ONU: un tiers de l'humanité ne peut se payer une alimentation saine

ONU: un tiers de l'humanité ne peut se payer une alimentation saine

Publié le 17/07/2026 - 7:00 UTC+2

Le coût mondial d’une alimentation saine a augmenté de 25 % au cours des cinq dernières années, dépassant le seuil d’extrême pauvreté, soit vivre avec moins de 3 dollars (2,62 €) par jour, a averti l’ONU.

« En conséquence, 2,69 milliards de personnes, soit près d’une sur trois dans le monde, ne peuvent toujours pas se permettre une alimentation saine », a déclaré Máximo Torero Cullen, économiste en chef de l’Organisation des Nations unies pour l’alimentation et l’agriculture (FAO), aux journalistes, à la veille de la publication (source en anglais) du rapport sur « L’état de la sécurité alimentaire et de la nutrition dans le monde », attendu le 21 juillet.

Il a ajouté que le coût actuel d’une alimentation saine, qui couvre tous les besoins nutritionnels, est de 4,28 dollars par personne et par jour, après ajustement des différences de coût de la vie entre les pays, ce qui dépasse le seuil d’extrême pauvreté – un indicateur international de la pauvreté absolue – fixé à 3 dollars (2,62 €) par personne et par jour.

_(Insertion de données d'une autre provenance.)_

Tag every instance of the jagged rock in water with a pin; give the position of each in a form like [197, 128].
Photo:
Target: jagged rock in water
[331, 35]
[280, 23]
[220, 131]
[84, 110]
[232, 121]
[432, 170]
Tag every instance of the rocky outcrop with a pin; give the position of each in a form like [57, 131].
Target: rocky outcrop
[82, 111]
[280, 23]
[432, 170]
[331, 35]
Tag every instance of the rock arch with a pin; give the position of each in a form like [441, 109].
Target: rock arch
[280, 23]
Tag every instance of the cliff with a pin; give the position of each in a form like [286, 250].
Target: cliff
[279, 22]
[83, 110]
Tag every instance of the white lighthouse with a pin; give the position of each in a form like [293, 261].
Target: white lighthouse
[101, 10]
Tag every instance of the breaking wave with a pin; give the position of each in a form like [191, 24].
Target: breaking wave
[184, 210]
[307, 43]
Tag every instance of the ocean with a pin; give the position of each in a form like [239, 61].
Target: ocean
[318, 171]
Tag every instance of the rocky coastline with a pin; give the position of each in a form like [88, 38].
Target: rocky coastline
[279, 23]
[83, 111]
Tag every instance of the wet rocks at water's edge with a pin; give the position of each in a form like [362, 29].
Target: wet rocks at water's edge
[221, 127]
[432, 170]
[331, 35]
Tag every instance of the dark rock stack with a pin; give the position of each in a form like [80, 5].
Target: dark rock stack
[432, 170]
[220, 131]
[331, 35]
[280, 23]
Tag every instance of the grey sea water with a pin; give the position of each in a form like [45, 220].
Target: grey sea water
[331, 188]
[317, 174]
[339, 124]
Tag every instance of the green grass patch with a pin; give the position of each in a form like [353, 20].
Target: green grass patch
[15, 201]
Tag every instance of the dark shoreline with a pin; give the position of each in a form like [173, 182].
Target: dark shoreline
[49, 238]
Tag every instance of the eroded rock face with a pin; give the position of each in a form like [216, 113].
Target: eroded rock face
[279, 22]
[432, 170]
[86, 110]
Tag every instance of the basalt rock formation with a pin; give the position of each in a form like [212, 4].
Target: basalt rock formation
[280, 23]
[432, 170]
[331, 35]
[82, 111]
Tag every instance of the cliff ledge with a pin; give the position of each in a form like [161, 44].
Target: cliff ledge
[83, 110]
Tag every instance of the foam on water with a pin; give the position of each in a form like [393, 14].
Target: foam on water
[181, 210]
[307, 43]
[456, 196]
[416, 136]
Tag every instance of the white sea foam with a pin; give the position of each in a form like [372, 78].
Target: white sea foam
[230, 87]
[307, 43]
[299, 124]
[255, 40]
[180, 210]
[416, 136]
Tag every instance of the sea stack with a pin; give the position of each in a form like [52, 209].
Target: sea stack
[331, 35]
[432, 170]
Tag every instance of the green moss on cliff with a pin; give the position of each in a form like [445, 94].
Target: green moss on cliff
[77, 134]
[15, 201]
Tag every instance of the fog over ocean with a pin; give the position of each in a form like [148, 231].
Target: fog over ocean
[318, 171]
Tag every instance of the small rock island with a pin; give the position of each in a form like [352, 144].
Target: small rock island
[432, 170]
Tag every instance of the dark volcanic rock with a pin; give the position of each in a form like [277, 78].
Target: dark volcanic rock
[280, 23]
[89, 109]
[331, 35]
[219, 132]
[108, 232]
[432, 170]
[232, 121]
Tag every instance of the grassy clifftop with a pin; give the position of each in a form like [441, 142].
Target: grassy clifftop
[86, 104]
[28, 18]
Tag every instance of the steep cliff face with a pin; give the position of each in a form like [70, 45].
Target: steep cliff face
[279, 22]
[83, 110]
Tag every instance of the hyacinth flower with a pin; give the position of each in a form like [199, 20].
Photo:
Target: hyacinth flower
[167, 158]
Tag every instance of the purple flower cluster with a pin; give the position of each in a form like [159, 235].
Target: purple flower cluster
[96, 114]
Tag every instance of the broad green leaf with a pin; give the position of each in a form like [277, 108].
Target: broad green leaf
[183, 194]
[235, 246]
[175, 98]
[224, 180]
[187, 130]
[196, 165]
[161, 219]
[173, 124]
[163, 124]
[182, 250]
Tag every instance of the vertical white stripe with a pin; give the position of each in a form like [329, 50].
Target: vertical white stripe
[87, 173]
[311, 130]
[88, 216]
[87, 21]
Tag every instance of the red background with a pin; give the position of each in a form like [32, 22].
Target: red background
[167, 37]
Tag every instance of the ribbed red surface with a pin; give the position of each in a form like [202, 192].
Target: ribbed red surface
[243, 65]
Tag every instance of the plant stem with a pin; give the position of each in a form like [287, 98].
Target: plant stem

La majeure partie des dépenses ne sert pas à obtenir suffisamment de calories, mais à intégrer des aliments riches en nutriments dans le régime alimentaire.

« Les calories sont relativement bon marché, a indiqué Torero, mais la nutrition ne l’est pas. »

Les aliments de base, principaux aliments consommés chaque jour, comme les céréales et les légumes-racines, fournissent la plus grande partie des calories quotidiennes et ne représentent que 13 % du coût d’une alimentation saine.

« À l’inverse, les fruits et légumes ne fournissent que 5 % des calories mais comptent pour 16 % du coût, donc nettement plus chers que les céréales, et les produits d’origine animale représentent à eux seuls près de 30 % du coût », a souligné Torero.

« Le défi n’est donc pas de produire suffisamment de calories, mais de rendre les aliments riches en nutriments plus abordables », a-t-il poursuivi.

Selon l’Organisation mondiale de la santé (OMS), une alimentation malsaine figure parmi les principaux facteurs de risque de la charge mondiale de morbidité, principalement pour les maladies non transmissibles telles que les maladies cardiovasculaires, le diabète et le cancer.